One of the biggest steps towards modern society for the Middle East was in 1908, when oil was first discovered in Persia (now Iran). It was soon realised that the Middle East possessed the world’s largest, easily accessible reserves of crude oil, the most important and essential commodity of the 21st century. From the Middle East, Western (largely American) oil companies pumped and exported the vast majority of this oil, in order to satisfy growing demand, stemming from an expanding car industry. However, this still left behind wealthy Kings and Emirs in the countries of Persia, Saudi Arabia, Libya and Algeria. At the time, this gave them the ability to consolidate their power over the region and its resources.
The next major step forward for the Middle Eastern oil industry was in 1960 when OPEC was formed. The Organisation of the Petroleum Exporting Countries was created in an effort to secure the best possible price, from major oil corporations, for the crude oil in their respective nations. The principal behind OPEC was to unify and coordinate the way in which its members produced and priced their oil. Largely led by Saudi Arabia, issues with non Middle-Eastern countries occasionally arose; most notably perhaps in 1992 when, unwilling to pay a $2 million membership fee and feeling OPEC’s quotas were limiting its potential, Ecuador withdrew. Today OPEC operates as one of the highest earning organisations in the world, taking around $1 trillion in annual revenue.
Owning one fifth of the world’s conventional oil reserves, Saudi Arabia’s interest in the oil industry is, understandably, unrivalled. Saudi Aramco, the Saudi Arabian national Oil Company, was last estimated to have total assets of around $30 trillion. However, an attempt to break the back of the American shale industry, by drastically reducing prices, has failed - proven by the unchanged sales of shale oil despite price free falls. This is thanks to American engineering and technical innovation in providing a forceful and dramatic push to reduce prices of shale oil production. Through technological innovations they have succeeded in reducing the costs involved in exploiting their shale oilfields. Meanwhile, Saudi Arabia has failed to keep up, due to their naturally static costs of production. Furthermore, the oil price drop has actually accelerated these processes and will result in a ‘survival of the fittest’ price war within the shale industry. The decisive outcome will be that the remaining shale firms will have a long-term competitive advantage over Middle Eastern producers, with their costs of production being significantly reduced.
Further bad news comes for the Middle East comes in the form of the US Government’s stated policy: they plan to reduce external, international, energy dependence. This is key after, in 2013, the USA had its first year of energy balance equilibrium, after decades of dependency on potentially unstable import sources. This has essentially meant, coupled with their now strong and dependable shale oil fields, America’s withdrawal from the global crude oil market in order to be self-sufficient. The USA was, unsurprisingly, a huge player in this industry, at one point importing almost 10 million barrels a day, the majority of which came from OPEC.
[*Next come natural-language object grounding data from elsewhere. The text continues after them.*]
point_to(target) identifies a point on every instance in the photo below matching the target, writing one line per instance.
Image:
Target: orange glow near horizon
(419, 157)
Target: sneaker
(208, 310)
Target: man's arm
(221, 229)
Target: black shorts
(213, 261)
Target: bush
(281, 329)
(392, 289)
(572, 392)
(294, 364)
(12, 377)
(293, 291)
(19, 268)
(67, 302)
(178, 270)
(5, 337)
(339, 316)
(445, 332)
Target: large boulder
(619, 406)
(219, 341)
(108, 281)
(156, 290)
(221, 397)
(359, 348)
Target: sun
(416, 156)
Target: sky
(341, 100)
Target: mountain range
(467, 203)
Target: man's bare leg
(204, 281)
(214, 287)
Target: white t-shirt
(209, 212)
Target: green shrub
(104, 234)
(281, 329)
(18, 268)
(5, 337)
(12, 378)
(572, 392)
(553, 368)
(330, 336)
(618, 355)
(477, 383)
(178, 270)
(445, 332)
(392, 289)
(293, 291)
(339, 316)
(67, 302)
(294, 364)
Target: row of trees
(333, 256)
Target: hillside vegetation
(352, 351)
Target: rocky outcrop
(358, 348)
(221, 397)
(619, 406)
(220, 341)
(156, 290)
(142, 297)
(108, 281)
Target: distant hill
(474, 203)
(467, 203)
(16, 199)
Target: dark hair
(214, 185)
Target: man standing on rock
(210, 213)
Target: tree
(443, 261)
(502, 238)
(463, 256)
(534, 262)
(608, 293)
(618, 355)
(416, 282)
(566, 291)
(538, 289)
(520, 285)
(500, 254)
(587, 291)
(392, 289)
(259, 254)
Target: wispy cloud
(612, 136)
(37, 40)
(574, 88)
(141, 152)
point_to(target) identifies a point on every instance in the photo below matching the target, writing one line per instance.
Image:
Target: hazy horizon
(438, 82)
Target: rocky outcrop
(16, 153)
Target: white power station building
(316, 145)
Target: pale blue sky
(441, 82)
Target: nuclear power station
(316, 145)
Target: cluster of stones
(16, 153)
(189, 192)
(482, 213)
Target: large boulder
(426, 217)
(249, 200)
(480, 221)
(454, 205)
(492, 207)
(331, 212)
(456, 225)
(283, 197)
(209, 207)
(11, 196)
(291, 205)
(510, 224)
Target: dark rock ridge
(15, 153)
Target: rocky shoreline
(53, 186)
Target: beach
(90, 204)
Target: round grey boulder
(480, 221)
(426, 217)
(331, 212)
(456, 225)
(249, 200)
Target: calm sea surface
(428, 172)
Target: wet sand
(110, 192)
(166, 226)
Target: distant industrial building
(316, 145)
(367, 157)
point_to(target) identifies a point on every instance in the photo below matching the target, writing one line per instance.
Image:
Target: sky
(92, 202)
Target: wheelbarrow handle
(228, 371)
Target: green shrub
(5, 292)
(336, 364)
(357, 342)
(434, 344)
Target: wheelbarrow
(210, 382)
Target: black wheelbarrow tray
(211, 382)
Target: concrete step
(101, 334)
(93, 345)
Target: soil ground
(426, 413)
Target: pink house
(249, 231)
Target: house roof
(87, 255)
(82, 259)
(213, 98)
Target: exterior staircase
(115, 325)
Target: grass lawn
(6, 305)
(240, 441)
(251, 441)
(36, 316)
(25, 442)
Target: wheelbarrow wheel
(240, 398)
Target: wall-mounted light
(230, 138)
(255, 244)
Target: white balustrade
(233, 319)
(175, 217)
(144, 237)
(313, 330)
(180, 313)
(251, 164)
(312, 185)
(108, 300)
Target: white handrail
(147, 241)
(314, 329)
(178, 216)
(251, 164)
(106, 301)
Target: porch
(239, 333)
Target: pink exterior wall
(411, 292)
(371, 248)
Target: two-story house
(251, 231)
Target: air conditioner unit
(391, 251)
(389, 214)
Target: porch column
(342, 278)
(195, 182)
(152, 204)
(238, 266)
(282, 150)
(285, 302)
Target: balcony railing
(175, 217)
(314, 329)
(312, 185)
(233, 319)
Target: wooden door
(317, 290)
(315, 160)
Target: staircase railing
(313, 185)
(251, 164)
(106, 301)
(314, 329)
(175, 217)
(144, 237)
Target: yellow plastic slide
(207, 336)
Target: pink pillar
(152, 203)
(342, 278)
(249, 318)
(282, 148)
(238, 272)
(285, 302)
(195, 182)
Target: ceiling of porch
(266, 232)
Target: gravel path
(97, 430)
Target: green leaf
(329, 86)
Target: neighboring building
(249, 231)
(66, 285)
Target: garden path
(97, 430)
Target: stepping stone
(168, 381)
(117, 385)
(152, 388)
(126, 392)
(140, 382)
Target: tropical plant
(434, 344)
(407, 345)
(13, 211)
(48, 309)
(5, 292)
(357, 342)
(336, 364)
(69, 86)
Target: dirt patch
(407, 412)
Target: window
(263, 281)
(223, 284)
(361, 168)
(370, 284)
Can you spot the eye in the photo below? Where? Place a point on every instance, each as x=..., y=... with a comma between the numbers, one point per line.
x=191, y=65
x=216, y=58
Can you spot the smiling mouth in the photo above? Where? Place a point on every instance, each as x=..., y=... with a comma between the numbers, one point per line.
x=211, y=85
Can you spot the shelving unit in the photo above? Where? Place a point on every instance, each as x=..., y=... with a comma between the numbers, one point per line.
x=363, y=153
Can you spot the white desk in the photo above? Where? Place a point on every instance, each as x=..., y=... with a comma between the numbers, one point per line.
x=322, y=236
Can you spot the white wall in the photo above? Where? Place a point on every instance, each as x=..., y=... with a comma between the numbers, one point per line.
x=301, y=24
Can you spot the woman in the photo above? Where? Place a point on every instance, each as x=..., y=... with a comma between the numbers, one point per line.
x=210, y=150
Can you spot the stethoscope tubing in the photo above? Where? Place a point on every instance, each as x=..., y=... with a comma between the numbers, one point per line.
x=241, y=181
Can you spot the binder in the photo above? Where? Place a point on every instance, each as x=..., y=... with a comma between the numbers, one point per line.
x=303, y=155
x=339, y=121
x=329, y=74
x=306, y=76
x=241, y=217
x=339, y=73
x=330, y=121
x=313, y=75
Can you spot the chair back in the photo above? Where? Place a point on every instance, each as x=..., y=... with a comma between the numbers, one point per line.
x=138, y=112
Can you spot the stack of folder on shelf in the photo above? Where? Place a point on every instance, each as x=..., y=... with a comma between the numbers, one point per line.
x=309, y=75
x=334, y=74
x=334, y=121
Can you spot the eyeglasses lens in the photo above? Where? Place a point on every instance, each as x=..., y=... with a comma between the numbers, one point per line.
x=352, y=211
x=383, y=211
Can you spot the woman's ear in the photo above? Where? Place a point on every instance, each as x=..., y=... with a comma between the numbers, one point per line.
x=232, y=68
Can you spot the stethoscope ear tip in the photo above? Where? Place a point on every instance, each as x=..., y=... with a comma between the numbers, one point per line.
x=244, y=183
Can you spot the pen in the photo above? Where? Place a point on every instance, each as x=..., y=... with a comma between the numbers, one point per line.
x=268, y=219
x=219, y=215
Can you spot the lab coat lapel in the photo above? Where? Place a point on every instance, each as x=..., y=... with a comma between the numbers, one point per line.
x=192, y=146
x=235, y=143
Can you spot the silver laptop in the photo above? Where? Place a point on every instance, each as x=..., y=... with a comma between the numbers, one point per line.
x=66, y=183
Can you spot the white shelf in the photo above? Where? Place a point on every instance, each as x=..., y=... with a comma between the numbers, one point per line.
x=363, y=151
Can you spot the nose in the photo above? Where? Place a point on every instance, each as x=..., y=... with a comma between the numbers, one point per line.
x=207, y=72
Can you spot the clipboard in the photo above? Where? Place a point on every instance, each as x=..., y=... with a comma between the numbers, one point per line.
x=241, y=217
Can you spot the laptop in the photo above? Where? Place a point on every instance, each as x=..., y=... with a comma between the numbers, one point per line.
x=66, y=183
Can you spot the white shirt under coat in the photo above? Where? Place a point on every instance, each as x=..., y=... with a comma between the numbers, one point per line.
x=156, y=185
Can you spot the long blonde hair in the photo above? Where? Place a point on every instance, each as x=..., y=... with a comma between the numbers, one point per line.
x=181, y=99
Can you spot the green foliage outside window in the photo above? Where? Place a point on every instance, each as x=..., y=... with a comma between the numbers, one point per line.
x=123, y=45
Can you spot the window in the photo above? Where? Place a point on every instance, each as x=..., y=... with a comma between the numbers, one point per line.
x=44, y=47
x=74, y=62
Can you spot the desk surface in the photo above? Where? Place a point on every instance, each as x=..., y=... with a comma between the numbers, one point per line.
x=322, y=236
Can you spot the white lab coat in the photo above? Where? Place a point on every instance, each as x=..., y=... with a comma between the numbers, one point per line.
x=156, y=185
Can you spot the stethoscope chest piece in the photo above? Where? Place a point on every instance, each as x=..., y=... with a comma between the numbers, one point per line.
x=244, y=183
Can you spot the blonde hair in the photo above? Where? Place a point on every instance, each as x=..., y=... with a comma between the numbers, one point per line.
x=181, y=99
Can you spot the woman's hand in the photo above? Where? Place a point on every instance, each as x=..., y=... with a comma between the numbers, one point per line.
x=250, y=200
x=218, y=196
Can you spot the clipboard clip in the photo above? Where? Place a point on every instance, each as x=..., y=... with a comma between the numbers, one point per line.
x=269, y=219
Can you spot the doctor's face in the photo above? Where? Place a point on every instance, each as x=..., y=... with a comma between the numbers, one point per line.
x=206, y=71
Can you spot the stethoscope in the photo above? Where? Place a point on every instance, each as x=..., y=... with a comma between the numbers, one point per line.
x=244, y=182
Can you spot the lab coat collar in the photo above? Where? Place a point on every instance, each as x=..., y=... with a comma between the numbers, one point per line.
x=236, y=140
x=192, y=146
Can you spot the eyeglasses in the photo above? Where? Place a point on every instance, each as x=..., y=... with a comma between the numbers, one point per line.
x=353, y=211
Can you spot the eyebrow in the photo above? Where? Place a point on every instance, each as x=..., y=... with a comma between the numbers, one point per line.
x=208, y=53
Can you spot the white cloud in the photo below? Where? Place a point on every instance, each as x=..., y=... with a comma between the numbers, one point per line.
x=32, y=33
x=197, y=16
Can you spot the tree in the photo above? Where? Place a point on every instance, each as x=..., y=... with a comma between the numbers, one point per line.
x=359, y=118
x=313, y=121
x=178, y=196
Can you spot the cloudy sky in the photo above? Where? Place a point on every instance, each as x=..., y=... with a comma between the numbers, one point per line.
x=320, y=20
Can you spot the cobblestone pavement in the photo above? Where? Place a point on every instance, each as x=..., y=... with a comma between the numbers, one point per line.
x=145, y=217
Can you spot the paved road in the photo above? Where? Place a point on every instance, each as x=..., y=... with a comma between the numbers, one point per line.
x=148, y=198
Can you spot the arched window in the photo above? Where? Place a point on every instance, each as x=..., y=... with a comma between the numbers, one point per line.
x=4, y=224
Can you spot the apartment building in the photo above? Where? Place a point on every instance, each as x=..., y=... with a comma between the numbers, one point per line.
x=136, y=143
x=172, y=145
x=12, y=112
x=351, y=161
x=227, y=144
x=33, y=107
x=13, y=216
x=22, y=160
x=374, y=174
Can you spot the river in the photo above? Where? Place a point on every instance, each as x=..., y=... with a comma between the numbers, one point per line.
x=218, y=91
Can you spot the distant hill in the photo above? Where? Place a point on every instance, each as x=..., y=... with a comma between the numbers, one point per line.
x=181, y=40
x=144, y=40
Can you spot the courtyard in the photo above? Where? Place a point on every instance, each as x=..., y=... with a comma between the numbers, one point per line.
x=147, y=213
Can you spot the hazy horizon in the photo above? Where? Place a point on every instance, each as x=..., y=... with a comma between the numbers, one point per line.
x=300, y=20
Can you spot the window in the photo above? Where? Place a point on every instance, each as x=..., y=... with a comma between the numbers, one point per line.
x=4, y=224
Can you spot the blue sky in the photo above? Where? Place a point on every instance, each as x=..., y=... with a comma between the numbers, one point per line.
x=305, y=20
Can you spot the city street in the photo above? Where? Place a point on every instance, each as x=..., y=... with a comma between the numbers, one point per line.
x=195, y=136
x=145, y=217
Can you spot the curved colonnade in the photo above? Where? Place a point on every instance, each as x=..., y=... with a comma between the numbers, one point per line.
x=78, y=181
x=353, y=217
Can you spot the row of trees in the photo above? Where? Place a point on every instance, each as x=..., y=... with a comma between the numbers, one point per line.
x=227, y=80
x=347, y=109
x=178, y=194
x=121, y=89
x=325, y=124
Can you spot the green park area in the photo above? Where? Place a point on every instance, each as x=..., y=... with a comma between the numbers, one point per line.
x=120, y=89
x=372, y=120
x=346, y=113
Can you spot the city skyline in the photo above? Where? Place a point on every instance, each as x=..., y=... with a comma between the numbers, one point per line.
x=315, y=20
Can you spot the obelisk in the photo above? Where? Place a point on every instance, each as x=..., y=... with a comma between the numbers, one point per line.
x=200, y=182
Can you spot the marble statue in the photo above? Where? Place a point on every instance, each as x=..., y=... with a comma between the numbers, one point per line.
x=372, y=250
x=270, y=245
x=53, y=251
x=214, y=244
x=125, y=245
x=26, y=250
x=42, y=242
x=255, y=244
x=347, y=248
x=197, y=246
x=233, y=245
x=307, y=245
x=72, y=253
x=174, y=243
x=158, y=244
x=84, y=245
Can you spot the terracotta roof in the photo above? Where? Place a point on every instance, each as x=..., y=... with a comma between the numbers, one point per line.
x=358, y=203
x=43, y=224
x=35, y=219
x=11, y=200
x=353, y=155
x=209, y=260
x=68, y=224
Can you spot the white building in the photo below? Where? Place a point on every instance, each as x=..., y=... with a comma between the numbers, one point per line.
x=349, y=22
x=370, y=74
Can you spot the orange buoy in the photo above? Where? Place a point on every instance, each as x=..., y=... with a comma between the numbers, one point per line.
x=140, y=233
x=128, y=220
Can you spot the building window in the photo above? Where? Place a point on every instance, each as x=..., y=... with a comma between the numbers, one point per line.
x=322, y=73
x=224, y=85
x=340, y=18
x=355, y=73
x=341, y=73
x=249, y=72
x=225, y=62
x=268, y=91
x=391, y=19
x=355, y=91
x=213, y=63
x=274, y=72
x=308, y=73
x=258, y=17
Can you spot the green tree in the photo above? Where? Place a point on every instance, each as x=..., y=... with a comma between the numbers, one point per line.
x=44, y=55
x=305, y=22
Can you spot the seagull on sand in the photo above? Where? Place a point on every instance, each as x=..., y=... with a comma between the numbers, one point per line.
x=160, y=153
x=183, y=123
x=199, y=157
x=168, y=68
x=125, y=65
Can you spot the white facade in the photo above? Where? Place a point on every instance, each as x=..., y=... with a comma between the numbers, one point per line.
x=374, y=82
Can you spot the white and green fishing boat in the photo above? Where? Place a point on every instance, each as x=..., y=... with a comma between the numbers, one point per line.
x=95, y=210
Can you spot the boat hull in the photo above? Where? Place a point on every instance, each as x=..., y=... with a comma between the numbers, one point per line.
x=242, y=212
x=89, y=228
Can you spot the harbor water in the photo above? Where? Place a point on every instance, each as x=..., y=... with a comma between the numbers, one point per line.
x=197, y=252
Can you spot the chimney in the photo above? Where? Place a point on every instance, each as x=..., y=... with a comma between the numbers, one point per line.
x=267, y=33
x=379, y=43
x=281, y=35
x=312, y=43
Saudi Arabia is furthermore unable to sustain a prolonged price drop given OPEC’s capped maximum production. Coupled with large social payment obligations across the Middle East to Syria and Iraq, where fighting continues, Saudi Arabia cannot sustain such output quotas. They would have to raise either domestic or foreign loans to cover a projected 20%+ budget deficit, but this would then impact the liquidity of both local and foreign currency in Saudi Arabia. So the new quandary for Saudi Arabia amounts to this: if it reduces production, to try to increase prices, it won’t necessarily maintain market share. This could quite easily be taken on by American shale oil producers or by Iran, when it re-enters the marketplace after sanctions are lifted (expected in 2016).
The most prevalent impact for Middle Eastern countries now is a spread of economic discontent, outward from Saudi Arabia. This is due to a regional similarity of their economic structures and dependence on cross-border investment. This will likely mean a start to direct, or indirect, taxation in/across the GCC (Gulf Cooperation Council). The alternative policy would be a removal/reduction in subsidies. This has already begun in the UAE where fuel subsidies have stopped across the country.
For the Middle East, the last century has brought the wealth and prosperity related to ‘Black Gold’. The region is now home to the country with the highest GDP per capita – Qatar - and according to Forbes the 5th most popular tourist destination in the world, joint with Dubai. In short, investment of oil money has led to prosperity and opportunity in the region. Although, the area may soon begin to suffer, as the landscape of the oil market is altered drastically by America’s movements and changing technologies. However, one must hope that this area, which pioneered the global oil trade, will maintain its wealth and continue to develop even if it is with less focus on the oil industry.